ARRACHE LES ROSES DE LA VIE À MAINS NUES




            Paul Éluard a prophétiquement déclaré le samedi 2 octobre 1937 : « Le poète est celui qui inspire bien plus que celui qui est inspiré. » À quelle heure ? Je n'en sais foutre, je n'y étais pas. Je suis né, comme l'auteur du présent recueil, quarante ans après cette juteuse pensée. Mais si j'avais à parler, moi aussi, de la place et du rôle de la poésie dans notre culture, je remonterais, je pense, au moins jusqu'à Victor Hugo. Son audace primitive de disloquer l'alexandrin classique, je la comparerais à celle de Marcel Duchamp (Roue de bicyclette, 1913). Hugo et Duchamp, deux grands hommes par qui le scandale moderne est arrivé. Le poème romantique passa en prose, vers libres, calligrammes, merz, slam, slogans, etc., comme l'art moderne monolithique céda devant l'art contemporain protéiforme. Mais pour une fois soyons justes et précis, nous devons l'invention du poème en prose français à Maurice de Guérin (Le Centaure, posth. 1840) ex æquo avec Aloysius Bertrand (Gaspard de la nuit, posth. 1842)... Bah ! Ah ! Je ne tiens pas à te vous ennuyer ici avec un cours d'histoire de la littérature posthume, lecteur, c'est l'avenir vivant qui compte. Nous vivons à la fin du IIè siècle après Victor Hugo, à une époque où la poésie, semble-t-il, n'exerce plus vraiment sa fonction de Muse, et voici venu pour toi le moment ou jamais de comprendre la situation.
         Un « philosophe » « nietzschéen » de notre temps a très justement interprété la désaffection croissante des temples et des églises comme une intériorisation massive de la morale chrétienne, les nombreux lieux de culte vides constituant d'après lui (et pour une fois je suis d'accord avec lui) autant de preuves de l'influence profonde de la religion sur notre société. Ne sous-estimons pas l'intériorisation, surtout si elle est collective. Il n'y a qu'à observer, au hasard, les dégâts qu'elle fait sur la conscience anglo-saxonne : puritanisme exacerbé, autocensure... 





                                           APOLOGUE


Il était une fois une société heureuse, un peuple fier de sa bavardise : les Cause-Toujours. Les petits malins, ils avaient réussi à neutraliser la subversion... en la tolérant, si bien qu'ils passaient leur temps à rire de tout pendant que leurs voisins, les Ferme-Ta-Gueule, perdaient tout le leur à la vouloir punir.
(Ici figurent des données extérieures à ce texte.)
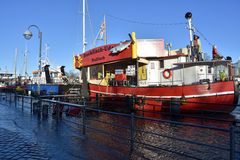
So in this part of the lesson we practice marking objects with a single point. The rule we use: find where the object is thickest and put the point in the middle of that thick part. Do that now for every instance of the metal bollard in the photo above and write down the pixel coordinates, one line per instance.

Un matin, par surprise, les frères Ferme-Ta-Gueule assassinèrent les frères Cause-Toujours. Le peuple Cause-Toujours, ému, se réunit quatre jours après pour rendre hommage à ses martyrs « morts de rire », revendiquant haut et fort que l'humour, pas plus que Dieu, ne saurait être pris au sérieux, etc.

Certains Cause-Toujours avancèrent toutefois que les frangins disparus étaient innocents, mais non inoffensifs – dont moi.

La liberté de masse a tari la source de l'Autorité. On censure le peuple à son insu – à l'insu de son plein gré, comme dirait l'autre – en le laissant s'exprimer tous azimuts. Il n'est point de tyrannie puissante comme la cacophonie, en effet. 

Et ceux qui étaient sourds ont raison, et ceux qui ont tort entendirent bien.

Si seulement NOUS avions écouté nos frères au lieu de les ignorer bruyamment, j'affirme depuis la Lune où je pierrote que notre « rire rabelaisien » posséderait encore le pouvoir de désarmer tous les méchants Ferme-Ta-Gueule d'où qu'ils viennent.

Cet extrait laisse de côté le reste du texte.